If you read through the post you will see that I intend to use glue. I also intend to draw bore the frame. the only 1x2's are on the side.
I am concerned with flex in the lid which is a 3 dimensional deflection and by no means a sophomoric level problem. I could solve it with complex equations from roarks formulas or I could do an FEA analysis on the lid or I could just shoot from the hip and glue a ridge back/rib.
And last time I checked, sophomore engineering classes don't discuss wood movement as a function of ambient humidity levels. Which is what I am con concerned with so as to not over-constrain the lid.
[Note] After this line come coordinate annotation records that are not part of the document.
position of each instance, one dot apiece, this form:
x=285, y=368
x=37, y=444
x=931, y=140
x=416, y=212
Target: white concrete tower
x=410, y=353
Not intended to insult. If you were a Database Engineer you probably wouldn't understand the equations. My Intent is to get you thinking through the problem to a real solution. using your full skill set.
I was quite serious in my recommendation that you get and read the USDA wood manual. A lot of folks don't have the background knowledge to fully understand the contents. You apparently do, and it will change the way you design. The base knowledge is taught in Mechanics of Materials, a sophomore level class.
Wood is a pretty straight forward material. The USDA manual has all the design values for it, including the shrink/swell rates for varying humidity.
The problem is complicated only by the frame and panel front, and back if you used it there. The panels are free floating, and don't contribute until there is already deflection enough to bind them up. So you have in essence two stringers held apart by the verticals. Assume a point load at mid span and see how much it deflects. If that is more than you are comfortable with add more wood at the top, the bottom or both.
Now analyze the top, it is long and narrow, and supported continuously on the sides by the front and back, which since you now know will carry your design load without excess deflection, you can concern yourself only with the deflection mid span front to back. The glue joint, if done right, is at least half again as strong as the wood. So you don't need to consider it.
My guess based on training and experience is: the front and back need to be beefed up a bit, and the top is fine as is.
But take the twenty minutes or less to download the book. Then look up the engineering properties of your wood and do the calcs, so you know the answer, and aren't just guessing.
This is obviously a piece you care about. Use your full set of skills to make it the best you can produce.